Rio Open prioriza segurança e ativa canal contra assédio
Maior torneio da América do Sul reforça combate à discriminação com equipe especializada e atendimento sigiloso no Jockey Club.
- Publicado: 29/01/2026
- Alterado: 28/01/2026
- Autor: Redação
- Fonte: FERVER
O Rio Open chega à sua 12ª edição focado não apenas no esporte de alto rendimento, mas na integridade física e moral de todos os presentes. Enquanto estrelas como Lorenzo Musetti, João Fonseca e Gael Monfils se preparam para brilhar nas quadras, a organização do evento consolida seu compromisso ético ao disponibilizar um canal de Ouvidoria exclusivo. Esta ferramenta visa garantir um ambiente seguro tanto para o público quanto para os profissionais que atuam no torneio.

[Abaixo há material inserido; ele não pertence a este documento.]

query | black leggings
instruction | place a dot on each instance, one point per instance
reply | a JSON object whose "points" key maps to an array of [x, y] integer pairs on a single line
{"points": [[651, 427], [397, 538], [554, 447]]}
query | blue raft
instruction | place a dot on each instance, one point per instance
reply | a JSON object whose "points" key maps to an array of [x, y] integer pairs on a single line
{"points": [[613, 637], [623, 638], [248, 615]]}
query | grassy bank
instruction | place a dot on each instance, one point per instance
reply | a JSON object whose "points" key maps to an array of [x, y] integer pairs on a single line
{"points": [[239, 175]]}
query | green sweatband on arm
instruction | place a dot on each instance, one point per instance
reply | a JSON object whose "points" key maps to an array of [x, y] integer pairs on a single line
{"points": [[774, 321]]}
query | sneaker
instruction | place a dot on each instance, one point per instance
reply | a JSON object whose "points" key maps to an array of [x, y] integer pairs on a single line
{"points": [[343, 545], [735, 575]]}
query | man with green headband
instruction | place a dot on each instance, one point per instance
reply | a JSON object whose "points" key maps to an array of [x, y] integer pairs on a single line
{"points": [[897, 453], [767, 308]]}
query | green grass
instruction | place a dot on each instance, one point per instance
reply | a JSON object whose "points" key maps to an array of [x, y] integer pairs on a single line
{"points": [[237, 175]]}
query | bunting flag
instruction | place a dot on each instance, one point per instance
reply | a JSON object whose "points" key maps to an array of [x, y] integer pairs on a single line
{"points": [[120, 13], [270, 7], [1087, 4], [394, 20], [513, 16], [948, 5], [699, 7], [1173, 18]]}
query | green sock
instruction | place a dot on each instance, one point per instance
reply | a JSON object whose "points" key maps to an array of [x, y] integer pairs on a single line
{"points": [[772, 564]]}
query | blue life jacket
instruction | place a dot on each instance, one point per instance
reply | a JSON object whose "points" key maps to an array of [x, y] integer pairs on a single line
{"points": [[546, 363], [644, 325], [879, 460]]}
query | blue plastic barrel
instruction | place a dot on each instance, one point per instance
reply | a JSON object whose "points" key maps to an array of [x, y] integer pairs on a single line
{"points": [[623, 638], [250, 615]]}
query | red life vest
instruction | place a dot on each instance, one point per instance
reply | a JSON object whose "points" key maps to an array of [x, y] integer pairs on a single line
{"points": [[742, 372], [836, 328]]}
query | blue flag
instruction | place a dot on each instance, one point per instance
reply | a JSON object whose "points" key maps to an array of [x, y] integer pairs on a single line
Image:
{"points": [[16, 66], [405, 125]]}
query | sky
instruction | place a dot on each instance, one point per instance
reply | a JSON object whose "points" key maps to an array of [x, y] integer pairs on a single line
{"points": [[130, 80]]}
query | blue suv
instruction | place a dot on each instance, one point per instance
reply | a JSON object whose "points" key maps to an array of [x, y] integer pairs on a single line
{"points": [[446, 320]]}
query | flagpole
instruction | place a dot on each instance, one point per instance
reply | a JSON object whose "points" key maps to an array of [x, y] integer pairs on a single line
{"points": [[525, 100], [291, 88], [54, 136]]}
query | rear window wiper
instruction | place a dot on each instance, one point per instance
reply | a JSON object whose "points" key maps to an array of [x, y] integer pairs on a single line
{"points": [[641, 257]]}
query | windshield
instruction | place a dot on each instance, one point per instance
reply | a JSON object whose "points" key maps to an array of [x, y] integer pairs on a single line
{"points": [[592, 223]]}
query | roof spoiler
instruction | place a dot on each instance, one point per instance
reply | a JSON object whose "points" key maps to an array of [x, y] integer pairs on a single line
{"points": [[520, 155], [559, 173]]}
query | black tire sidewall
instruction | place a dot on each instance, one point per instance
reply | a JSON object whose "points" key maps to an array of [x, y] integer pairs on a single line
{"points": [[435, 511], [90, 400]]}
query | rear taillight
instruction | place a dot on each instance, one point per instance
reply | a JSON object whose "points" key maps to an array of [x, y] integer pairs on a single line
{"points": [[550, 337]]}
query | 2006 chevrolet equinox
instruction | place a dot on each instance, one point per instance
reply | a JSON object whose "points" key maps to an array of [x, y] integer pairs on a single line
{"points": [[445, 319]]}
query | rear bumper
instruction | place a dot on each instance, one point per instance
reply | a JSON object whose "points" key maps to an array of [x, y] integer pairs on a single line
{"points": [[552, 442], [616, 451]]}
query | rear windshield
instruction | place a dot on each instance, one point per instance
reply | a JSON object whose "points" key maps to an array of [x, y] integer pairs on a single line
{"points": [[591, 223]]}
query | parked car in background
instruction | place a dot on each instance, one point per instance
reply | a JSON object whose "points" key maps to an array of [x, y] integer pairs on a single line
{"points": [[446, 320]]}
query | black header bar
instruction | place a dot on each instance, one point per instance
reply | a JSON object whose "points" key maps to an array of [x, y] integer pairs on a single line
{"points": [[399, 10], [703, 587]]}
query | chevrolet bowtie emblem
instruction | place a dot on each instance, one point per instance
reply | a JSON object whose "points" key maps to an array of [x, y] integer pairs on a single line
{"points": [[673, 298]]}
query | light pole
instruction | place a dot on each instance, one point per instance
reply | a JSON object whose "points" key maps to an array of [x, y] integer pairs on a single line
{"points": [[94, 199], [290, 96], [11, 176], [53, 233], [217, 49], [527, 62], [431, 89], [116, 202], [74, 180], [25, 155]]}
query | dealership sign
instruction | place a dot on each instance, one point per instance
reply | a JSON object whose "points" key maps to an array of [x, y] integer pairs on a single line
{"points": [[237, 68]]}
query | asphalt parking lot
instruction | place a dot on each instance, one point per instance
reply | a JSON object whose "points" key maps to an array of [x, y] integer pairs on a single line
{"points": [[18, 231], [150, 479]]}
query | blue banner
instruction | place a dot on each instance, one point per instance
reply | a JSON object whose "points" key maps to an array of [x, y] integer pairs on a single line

A iniciativa, introduzida originalmente em 2023, retorna com força total para oferecer um espaço de denúncia e acolhimento. O objetivo central é combater ativamente situações de risco, incluindo:
- Agressões físicas ou morais;
- Assédio sexual ou moral;
- Ameaças;
- Qualquer tipo de discriminação.
Ao manter essa estrutura, o Rio Open reafirma sua responsabilidade social, assegurando que o entretenimento e o trabalho ocorram sob a premissa do respeito mútuo e da diversidade.
Estrutura de acolhimento no Rio Open

Para garantir a eficácia do atendimento, o complexo do Jockey Club contará com um espaço físico dedicado. O local dispõe de salas privativas desenhadas para assegurar o sigilo absoluto e preservar a intimidade dos denunciantes. Além do atendimento presencial, o público poderá acionar a equipe via WhatsApp, cujo número terá ampla divulgação nas áreas de circulação do evento.
A gestão desse suporte é realizada por uma equipe multidisciplinar de alta qualificação, composta por assistentes sociais, psicólogos e advogados. A coordenação está a cargo de Valéria Bastos, doutora em Serviço Social e diretora do departamento correspondente na PUC-Rio.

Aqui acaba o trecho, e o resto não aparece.